Le sourire disparut de ses lèvres, laissant sa bouche légèrement entrouverte sous le rouge à lèvres rouge.
«Pete ?» demanda-t-elle, confuse. «Vous vous connaissez ? Qui est-ce ?»
«Ceci est une livraison de la femme au foyer ennuyeuse», dit Veronica en croisant le regard d’Alice. «La surprise spéciale qui inaugure ta nouvelle vie. À l’intérieur de la sphère, tu trouveras mon alliance et un petit manuel d’instructions pour manipuler cet homme.»
Elle tourna alors son regard vers Peter.
Il avait l’air pitoyable.
Toute l’assurance, tout le charme poli de l’homme satisfait sur la photo avaient disparu.
Il n’était désormais rien de plus qu’un lâche pris sur le fait, serrant une bouteille de vin et cherchant désespérément une excuse.
« Pete, il y a deux sacs noirs en bas à côté du bureau du concierge », poursuivit Veronica avec le même ton factuel. « J’ai fait tes valises. J’ai mis tes bottes d’hiver car la météo annonce du froid. Laisse les clés de mon appartement sur la table du hall quand tu viendras chercher ce qui reste. Je ne serai pas à la maison demain. J’emmène les enfants au parc. »
« Nick, attends. Parlons-en. Ce n’est pas ce que tu crois. Je peux tout expliquer ! » Peter fit un pas vers elle et tendit la main.
Veronica ne bougea pas.
« Vraiment ? » Elle haussa légèrement un sourcil. « Team building d’entreprise ? »
Elle le regarda encore un instant.
« Peter, ne t’humilie pas. Mange le gâteau. Il est délicieux. J’y ai mis tout mon cœur. »
Alice comprit enfin l’ampleur du désastre.
Elle posa la boîte du gâteau sur un petit banc rembourré.
Ses yeux se remplirent d’un mélange de colère et de déception.
Son fantasme d’un triomphe glamour s’était effondré.
Au lieu d’une belle histoire de sauvetage d’un homme malheureux des griffes d’une épouse cruelle, elle avait récolté une humiliation publique dans son propre vestibule et un homme qui bredouillait de pathétiques excuses à sa femme sans la moindre tentative de défendre sa précieuse « Muse ».
« Alors toi… » Alice fusilla Peter du regard. « Tu ne lui as jamais rien dit ? Tu m’as dit que vous ne partagiez plus le lit depuis un an ! »
« Débrouillez-vous entre vous », dit Veronica sèchement.
Elle se tourna vers la porte et posa la main sur la poignée froide en métal.
« Je vous souhaite tout le bonheur du monde. »
Elle entra dans le couloir et referma soigneusement mais fermement la lourde porte derrière elle.
Le déclic de la serrure résonna comme le coup de feu d’un pistolet de starter.
Veronica entra dans l’ascenseur et appuya sur le bouton du rez-de-chaussée.
Pendant que la cabine descendait, elle sortit son téléphone, ouvrit l’application bancaire et transféra tout l’argent du compte joint sur sa propre carte, celle à laquelle Peter n’avait pas accès.

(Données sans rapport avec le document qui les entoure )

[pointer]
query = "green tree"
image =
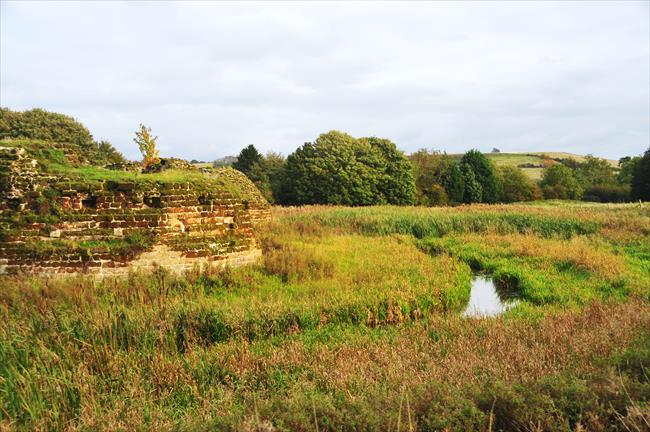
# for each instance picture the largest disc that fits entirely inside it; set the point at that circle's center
(454, 184)
(473, 189)
(395, 183)
(484, 173)
(559, 182)
(594, 171)
(339, 169)
(432, 170)
(641, 178)
(248, 157)
(515, 185)
(627, 166)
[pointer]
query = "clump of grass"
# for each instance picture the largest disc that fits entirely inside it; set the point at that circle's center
(294, 263)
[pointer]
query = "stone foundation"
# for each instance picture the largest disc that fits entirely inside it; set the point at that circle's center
(54, 224)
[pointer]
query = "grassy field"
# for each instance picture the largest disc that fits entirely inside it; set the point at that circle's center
(526, 160)
(351, 322)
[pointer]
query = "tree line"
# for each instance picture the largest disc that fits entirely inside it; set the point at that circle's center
(339, 169)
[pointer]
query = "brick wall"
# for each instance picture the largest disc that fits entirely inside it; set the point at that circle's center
(95, 225)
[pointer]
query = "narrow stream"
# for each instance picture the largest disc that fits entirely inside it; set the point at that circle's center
(485, 299)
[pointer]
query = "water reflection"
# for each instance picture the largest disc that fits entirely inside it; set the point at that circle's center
(486, 299)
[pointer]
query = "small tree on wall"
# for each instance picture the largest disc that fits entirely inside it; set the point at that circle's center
(147, 145)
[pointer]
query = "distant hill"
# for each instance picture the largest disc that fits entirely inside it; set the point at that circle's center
(532, 163)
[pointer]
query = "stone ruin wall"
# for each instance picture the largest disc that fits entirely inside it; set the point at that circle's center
(189, 227)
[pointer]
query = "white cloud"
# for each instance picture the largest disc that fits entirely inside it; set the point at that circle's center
(210, 78)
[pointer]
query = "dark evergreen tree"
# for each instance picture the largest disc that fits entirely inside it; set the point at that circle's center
(484, 173)
(248, 157)
(454, 184)
(641, 179)
(473, 190)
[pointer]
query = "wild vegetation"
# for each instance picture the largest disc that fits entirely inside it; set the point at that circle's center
(351, 321)
(333, 171)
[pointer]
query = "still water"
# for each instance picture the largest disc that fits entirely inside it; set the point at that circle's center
(486, 300)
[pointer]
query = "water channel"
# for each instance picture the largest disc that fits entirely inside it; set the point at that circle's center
(487, 299)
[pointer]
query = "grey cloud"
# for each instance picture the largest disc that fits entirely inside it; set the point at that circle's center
(213, 77)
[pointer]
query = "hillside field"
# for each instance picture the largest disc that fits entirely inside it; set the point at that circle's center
(532, 158)
(351, 321)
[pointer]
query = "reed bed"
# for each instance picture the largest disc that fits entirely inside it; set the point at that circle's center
(350, 322)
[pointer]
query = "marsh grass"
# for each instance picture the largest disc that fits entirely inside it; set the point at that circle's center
(349, 323)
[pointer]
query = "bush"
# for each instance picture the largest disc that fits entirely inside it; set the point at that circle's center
(559, 182)
(515, 185)
(641, 178)
(484, 174)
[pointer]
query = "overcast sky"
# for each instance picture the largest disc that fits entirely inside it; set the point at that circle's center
(210, 78)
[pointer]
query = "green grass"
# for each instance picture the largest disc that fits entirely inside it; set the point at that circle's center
(533, 158)
(350, 322)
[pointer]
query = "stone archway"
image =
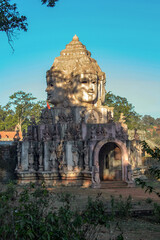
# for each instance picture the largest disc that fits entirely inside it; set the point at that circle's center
(97, 168)
(110, 162)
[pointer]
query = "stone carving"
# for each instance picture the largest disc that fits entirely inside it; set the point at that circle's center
(16, 137)
(31, 157)
(60, 156)
(82, 115)
(85, 152)
(75, 128)
(56, 135)
(109, 116)
(79, 82)
(92, 118)
(24, 135)
(93, 133)
(46, 134)
(75, 156)
(40, 156)
(46, 116)
(62, 118)
(129, 173)
(95, 175)
(19, 150)
(53, 158)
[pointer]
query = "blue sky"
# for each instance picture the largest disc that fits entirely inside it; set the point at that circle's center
(122, 35)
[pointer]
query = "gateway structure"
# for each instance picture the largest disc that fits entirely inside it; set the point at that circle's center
(76, 142)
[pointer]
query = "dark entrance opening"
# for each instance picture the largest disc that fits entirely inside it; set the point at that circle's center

Puis elle ouvrit ses contacts et bloqua le numéro de son mari.
Elle quitta le bâtiment.
Le concierge fit un signe d’au revoir.
Les deux sacs noirs se tenaient, tristes, contre le mur, attendant leur propriétaire.
Veronica monta dans sa voiture et démarra le moteur.
Le GPS indiquait que la circulation s’était dissipée. Le trajet jusqu’à la maison ne prendrait que trente-cinq minutes.
Elle traversa la ville la nuit.
La voiture sentait légèrement son parfum et l’extrait de vanille.
Elle mit de la musique et monta le volume.
Le poids qui lui pesait sur la poitrine depuis deux jours avait disparu.
Elle pouvait à nouveau respirer facilement.
Demain serait samedi.
Les enfants dormiraient tard.
Elle leur préparerait les crêpes qu’ils adoraient.
Ensuite, ils iraient au parc.
Sans Peter.
Sans ses plaintes incessantes à propos du prix des billets.
Sans qu’il soit constamment rivé à son téléphone.
Veronica regarda sa main droite posée sur le volant.
Son annulaire était parfaitement lisse.
Aucune marque.
Aucune cicatrice.
Tout était exactement comme il se doit.
La vie avançait.
Et la partie la plus intéressante ne faisait que commencer.